Вот и в тот момент в глазах матери был тот же самый испуг. Испуг перед чем-то необъяснимым. Приступ писательства тогда быстро прошел, чему немало поспособствовала мама, достав каким-то невероятным способом мне путевку в пионерлагерь «Орленок» на черноморском побережье. И вот сейчас, спустя десятки лет, неожиданное напоминание.

На изучение соседского наследства ушли все выходные. Еще несколько дней я ходил, как сомнамбула, не зная, что мне теперь делать со всем этим. Мир, каким я его знал, прекратил существовать.
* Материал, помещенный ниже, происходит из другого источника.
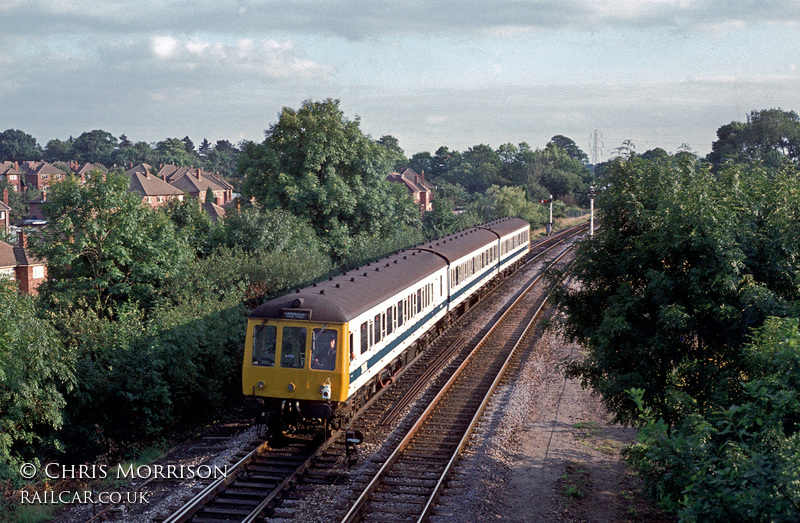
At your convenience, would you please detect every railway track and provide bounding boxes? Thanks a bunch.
[160,226,586,523]
[342,235,567,522]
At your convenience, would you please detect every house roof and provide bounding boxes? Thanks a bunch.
[27,162,66,176]
[0,241,44,267]
[130,172,183,196]
[75,162,103,175]
[125,163,150,176]
[0,241,17,268]
[170,169,225,194]
[201,202,225,222]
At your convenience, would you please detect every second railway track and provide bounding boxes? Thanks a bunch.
[159,222,585,523]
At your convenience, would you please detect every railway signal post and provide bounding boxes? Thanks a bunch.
[539,194,553,236]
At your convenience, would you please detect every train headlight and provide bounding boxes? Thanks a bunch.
[319,379,331,400]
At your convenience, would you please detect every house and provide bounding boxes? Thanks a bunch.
[200,202,225,222]
[170,169,233,206]
[128,169,183,209]
[387,169,435,213]
[0,189,11,232]
[0,230,47,295]
[0,162,24,192]
[28,189,47,220]
[125,163,152,176]
[22,162,67,191]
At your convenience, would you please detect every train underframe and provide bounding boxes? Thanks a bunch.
[244,259,524,435]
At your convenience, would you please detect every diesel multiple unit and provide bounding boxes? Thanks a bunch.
[242,218,530,430]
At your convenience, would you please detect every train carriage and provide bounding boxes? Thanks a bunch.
[242,218,529,425]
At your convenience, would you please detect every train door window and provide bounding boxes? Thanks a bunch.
[397,300,403,329]
[311,329,339,370]
[253,325,278,367]
[281,327,307,369]
[349,332,356,361]
[361,321,369,354]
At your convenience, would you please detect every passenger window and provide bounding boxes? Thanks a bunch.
[311,329,337,370]
[361,322,369,354]
[281,327,306,369]
[253,325,278,367]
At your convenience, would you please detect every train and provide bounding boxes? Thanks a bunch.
[242,218,530,433]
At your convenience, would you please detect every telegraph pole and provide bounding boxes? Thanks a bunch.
[589,129,603,165]
[539,194,553,236]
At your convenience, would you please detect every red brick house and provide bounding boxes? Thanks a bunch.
[387,169,435,212]
[23,162,67,191]
[128,170,183,209]
[0,231,47,295]
[170,169,233,205]
[0,162,24,192]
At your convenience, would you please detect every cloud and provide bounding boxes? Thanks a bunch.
[6,0,800,40]
[150,36,332,80]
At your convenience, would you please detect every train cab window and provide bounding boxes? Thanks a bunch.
[253,325,278,367]
[281,327,307,369]
[361,322,369,354]
[311,329,338,370]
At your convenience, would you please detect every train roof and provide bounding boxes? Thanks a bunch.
[250,248,446,323]
[250,218,528,323]
[479,218,531,237]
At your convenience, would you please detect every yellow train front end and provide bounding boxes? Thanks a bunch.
[242,317,350,428]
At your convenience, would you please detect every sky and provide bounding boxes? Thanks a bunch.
[0,0,800,161]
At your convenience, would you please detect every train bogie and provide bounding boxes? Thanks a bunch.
[242,219,529,434]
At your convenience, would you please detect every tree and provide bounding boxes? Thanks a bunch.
[72,129,117,165]
[44,136,75,162]
[627,318,800,521]
[707,109,800,167]
[239,99,419,257]
[111,142,156,170]
[30,172,195,316]
[0,278,74,479]
[183,136,194,156]
[408,151,433,174]
[197,138,211,156]
[550,134,589,164]
[0,129,42,162]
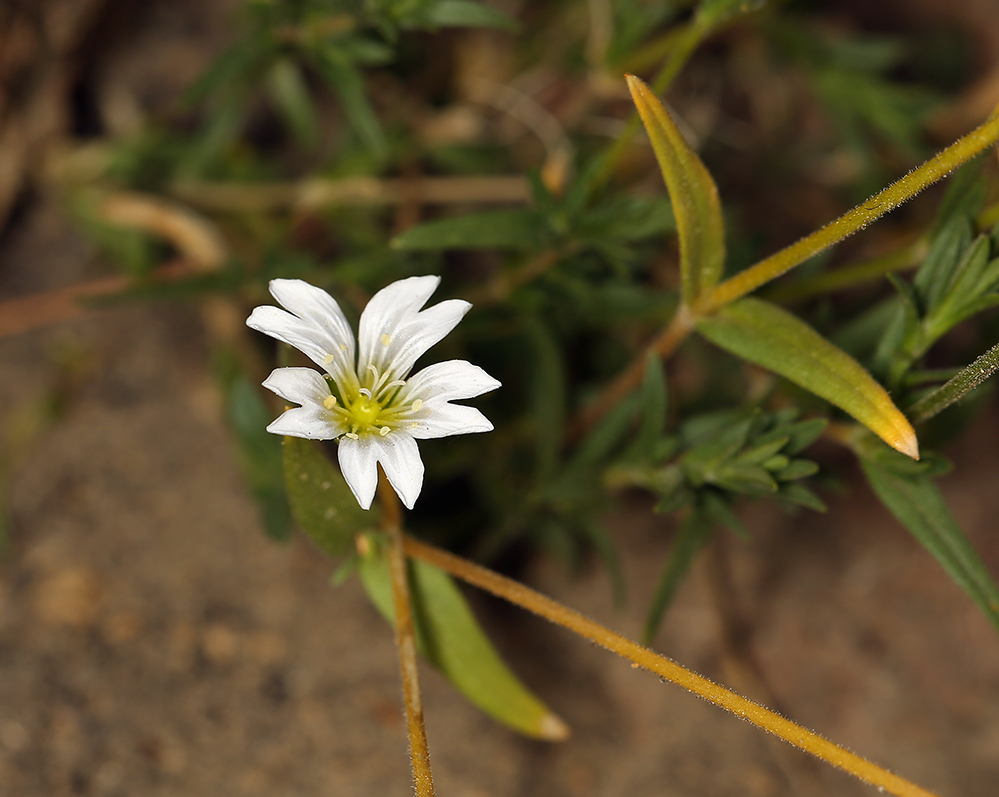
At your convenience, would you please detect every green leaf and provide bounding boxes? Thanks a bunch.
[392,208,551,251]
[860,457,999,629]
[427,0,517,31]
[284,437,379,556]
[315,49,388,157]
[359,544,569,741]
[636,352,669,458]
[626,75,725,305]
[697,297,919,459]
[642,512,714,645]
[267,58,319,148]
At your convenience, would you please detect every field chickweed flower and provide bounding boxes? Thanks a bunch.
[246,277,500,509]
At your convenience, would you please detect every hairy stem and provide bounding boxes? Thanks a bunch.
[403,537,934,797]
[378,473,434,797]
[696,116,999,313]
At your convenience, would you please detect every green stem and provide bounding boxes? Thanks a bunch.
[378,473,434,797]
[766,238,927,305]
[404,537,934,797]
[696,116,999,313]
[908,343,999,430]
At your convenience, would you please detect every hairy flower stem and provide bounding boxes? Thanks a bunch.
[695,116,999,314]
[378,473,434,797]
[403,537,935,797]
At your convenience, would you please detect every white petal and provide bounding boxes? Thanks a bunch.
[267,404,343,440]
[406,401,493,440]
[337,432,423,509]
[269,280,354,362]
[263,368,330,404]
[372,432,423,509]
[263,368,346,440]
[406,360,500,401]
[337,437,378,509]
[358,277,471,379]
[246,280,354,388]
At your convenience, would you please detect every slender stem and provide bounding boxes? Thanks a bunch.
[403,537,935,797]
[907,343,999,423]
[568,305,694,440]
[378,473,434,797]
[696,116,999,313]
[765,237,928,304]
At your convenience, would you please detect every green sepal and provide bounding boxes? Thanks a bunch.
[697,297,919,459]
[358,537,569,741]
[284,437,380,556]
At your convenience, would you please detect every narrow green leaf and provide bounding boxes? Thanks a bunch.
[392,208,550,251]
[428,0,517,31]
[315,49,388,156]
[638,352,669,450]
[697,297,919,459]
[642,513,713,645]
[267,58,319,148]
[625,75,725,305]
[359,545,569,741]
[284,437,379,556]
[860,457,999,629]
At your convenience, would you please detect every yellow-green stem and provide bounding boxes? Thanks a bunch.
[764,237,928,304]
[378,473,434,797]
[403,537,935,797]
[695,116,999,313]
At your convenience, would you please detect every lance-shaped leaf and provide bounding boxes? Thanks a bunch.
[359,545,569,741]
[625,75,725,304]
[284,437,379,556]
[860,456,999,629]
[697,297,919,459]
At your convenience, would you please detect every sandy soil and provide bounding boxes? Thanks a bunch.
[0,197,999,797]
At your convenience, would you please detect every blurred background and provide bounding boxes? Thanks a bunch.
[0,0,999,797]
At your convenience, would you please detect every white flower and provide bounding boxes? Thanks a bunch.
[246,277,500,509]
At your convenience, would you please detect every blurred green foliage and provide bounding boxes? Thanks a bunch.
[70,0,999,692]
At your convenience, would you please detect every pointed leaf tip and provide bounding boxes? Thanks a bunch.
[697,297,919,459]
[625,75,725,304]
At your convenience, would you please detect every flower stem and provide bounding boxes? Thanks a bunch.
[696,110,999,313]
[403,537,935,797]
[378,472,434,797]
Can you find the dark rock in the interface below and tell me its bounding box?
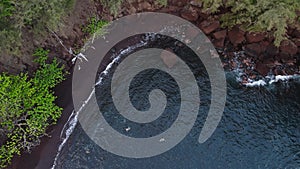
[180,7,199,22]
[292,29,300,38]
[293,38,300,48]
[246,32,265,43]
[127,6,137,15]
[277,52,293,63]
[190,0,202,8]
[265,43,279,56]
[199,20,220,34]
[245,43,262,57]
[212,38,225,48]
[280,40,298,55]
[160,48,178,68]
[138,2,152,10]
[228,27,246,46]
[159,5,179,13]
[173,0,189,7]
[255,62,270,76]
[185,27,199,39]
[213,30,227,39]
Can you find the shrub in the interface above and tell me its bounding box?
[0,49,63,168]
[100,0,123,17]
[82,17,109,35]
[203,0,300,46]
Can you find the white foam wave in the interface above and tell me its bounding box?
[245,75,300,87]
[51,34,153,169]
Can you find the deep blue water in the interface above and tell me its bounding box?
[57,35,300,169]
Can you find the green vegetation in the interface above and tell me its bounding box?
[202,0,300,46]
[0,0,75,54]
[0,49,64,168]
[82,17,109,36]
[99,0,123,17]
[156,0,168,6]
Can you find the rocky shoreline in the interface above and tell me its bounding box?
[0,0,300,169]
[0,0,300,78]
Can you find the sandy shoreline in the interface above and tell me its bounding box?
[7,70,74,169]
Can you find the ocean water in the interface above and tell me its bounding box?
[55,35,300,169]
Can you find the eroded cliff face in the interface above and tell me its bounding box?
[0,0,300,75]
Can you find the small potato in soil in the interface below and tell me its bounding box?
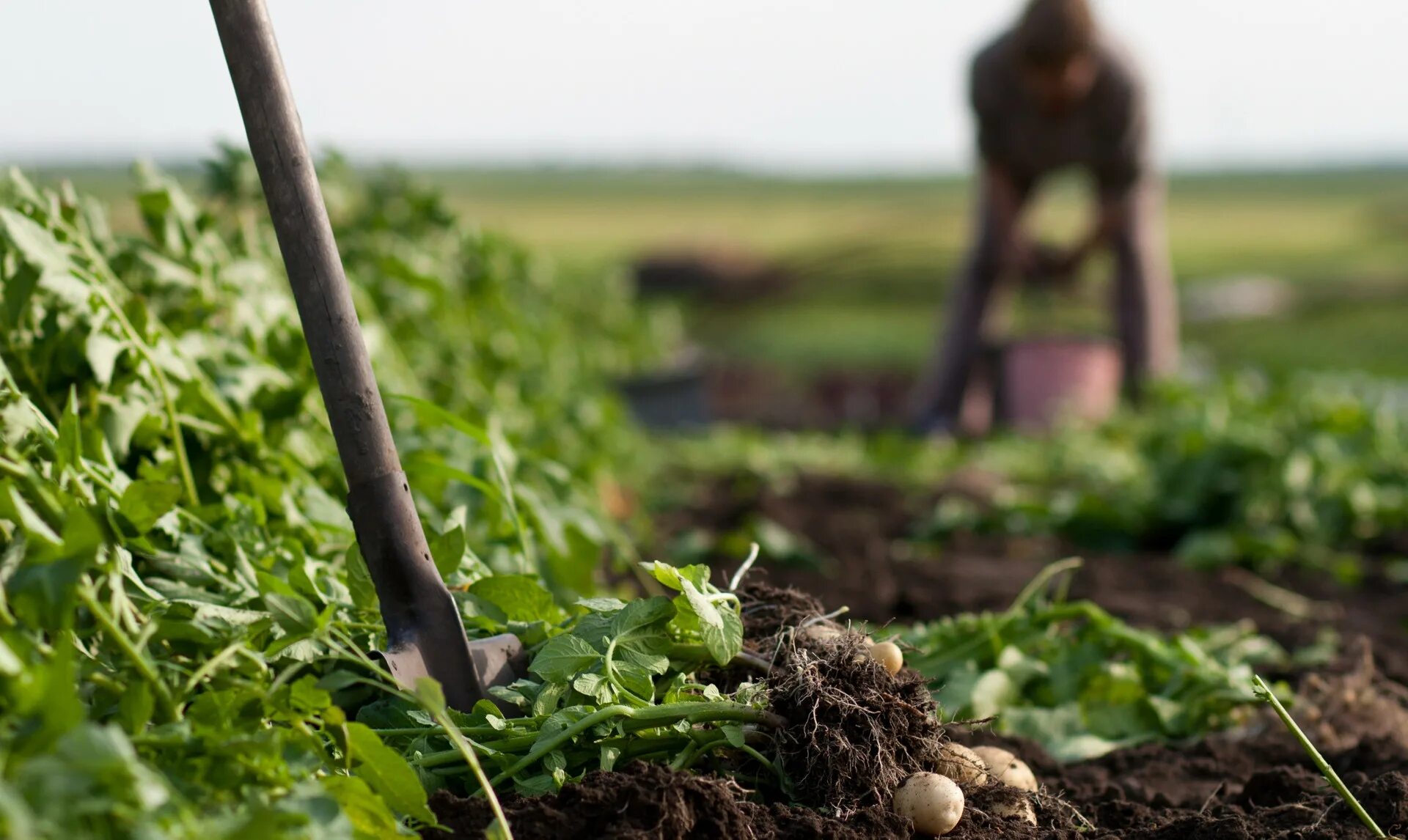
[934,742,987,785]
[973,785,1036,826]
[870,641,904,677]
[973,747,1038,792]
[891,773,963,834]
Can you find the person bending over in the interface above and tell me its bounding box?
[915,0,1178,433]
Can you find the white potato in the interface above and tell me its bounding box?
[890,773,963,834]
[870,641,904,677]
[983,786,1036,826]
[973,747,1038,792]
[935,742,987,785]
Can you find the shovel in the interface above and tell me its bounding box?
[210,0,524,712]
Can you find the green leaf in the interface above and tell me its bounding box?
[611,661,655,699]
[343,722,435,823]
[83,331,127,388]
[528,635,601,682]
[342,543,378,609]
[117,679,156,734]
[0,207,69,271]
[117,479,182,534]
[55,386,83,471]
[431,525,467,582]
[718,723,744,748]
[611,595,675,638]
[469,574,562,622]
[0,484,63,546]
[576,598,625,612]
[572,674,611,705]
[320,775,405,840]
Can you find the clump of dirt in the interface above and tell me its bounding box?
[656,474,1408,685]
[738,580,826,638]
[769,635,943,816]
[422,762,912,840]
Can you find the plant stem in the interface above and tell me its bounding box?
[430,695,514,840]
[79,581,180,723]
[493,702,783,785]
[1252,674,1388,839]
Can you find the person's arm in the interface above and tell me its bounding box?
[1060,190,1131,273]
[1060,56,1149,273]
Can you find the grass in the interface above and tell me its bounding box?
[38,167,1408,376]
[1252,677,1388,837]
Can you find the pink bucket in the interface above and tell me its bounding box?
[997,338,1122,432]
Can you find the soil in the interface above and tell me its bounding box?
[705,364,915,429]
[427,467,1408,840]
[425,762,911,840]
[656,467,1408,684]
[767,633,943,814]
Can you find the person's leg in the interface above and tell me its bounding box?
[1112,180,1178,401]
[914,184,1030,430]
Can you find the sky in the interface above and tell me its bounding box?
[0,0,1408,170]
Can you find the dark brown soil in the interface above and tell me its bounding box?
[427,477,1408,840]
[656,476,1408,684]
[767,633,943,814]
[707,364,914,429]
[424,762,911,840]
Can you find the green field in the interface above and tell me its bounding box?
[41,161,1408,376]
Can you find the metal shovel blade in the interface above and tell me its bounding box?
[375,633,528,712]
[210,0,522,712]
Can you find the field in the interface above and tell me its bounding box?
[0,157,1408,840]
[49,161,1408,376]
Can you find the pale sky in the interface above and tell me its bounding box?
[0,0,1408,169]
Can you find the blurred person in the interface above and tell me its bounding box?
[914,0,1178,433]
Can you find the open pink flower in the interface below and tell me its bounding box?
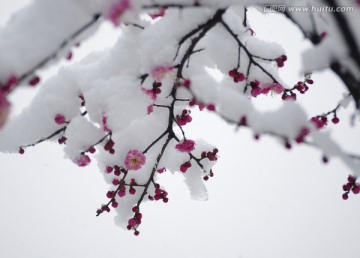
[106,0,131,26]
[124,150,146,170]
[261,83,285,94]
[175,140,195,152]
[151,65,174,81]
[76,155,91,167]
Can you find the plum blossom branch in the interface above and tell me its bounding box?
[221,20,278,83]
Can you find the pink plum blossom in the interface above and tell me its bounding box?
[151,65,174,81]
[261,83,285,94]
[76,155,91,167]
[124,150,146,170]
[251,86,262,98]
[106,0,131,26]
[175,140,195,152]
[149,7,166,20]
[54,114,65,125]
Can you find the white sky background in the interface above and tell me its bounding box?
[0,0,360,258]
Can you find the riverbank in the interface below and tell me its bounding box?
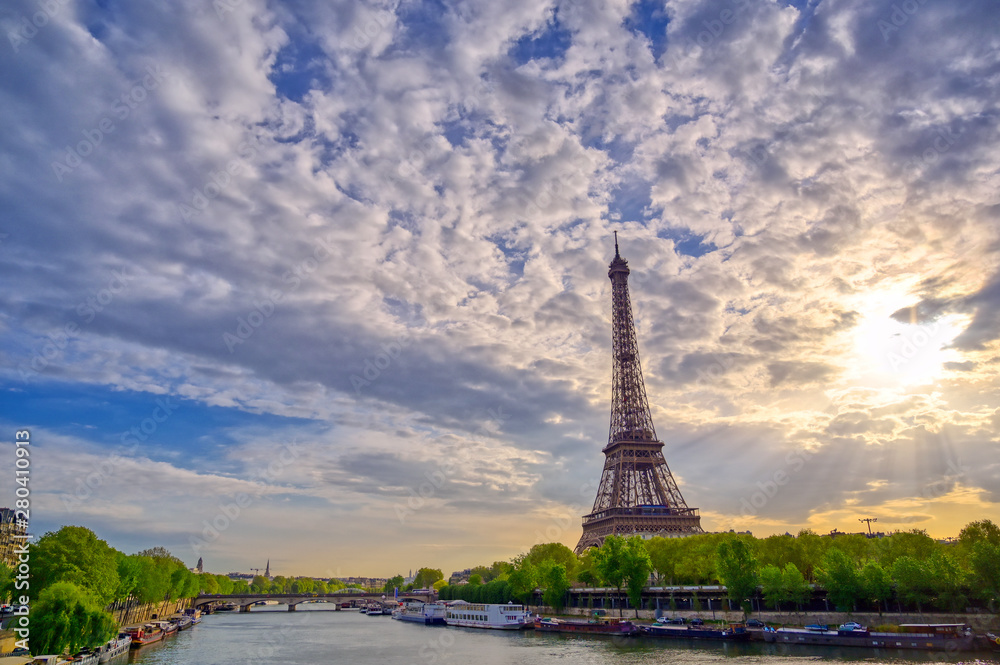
[548,607,1000,635]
Сейчас я бы многое отдал за возможность не брать эти тетради тогда, ничего не знать. Но уже ничего изменить нельзя. Держать всё и дальше в себе я тоже не могу, поэтому появилась эта книга. О том, кто был моим соседом, и почему наши воспоминания порой… Впрочем, это только мои догадки. А вам я предлагаю сделать выводы самостоятельно.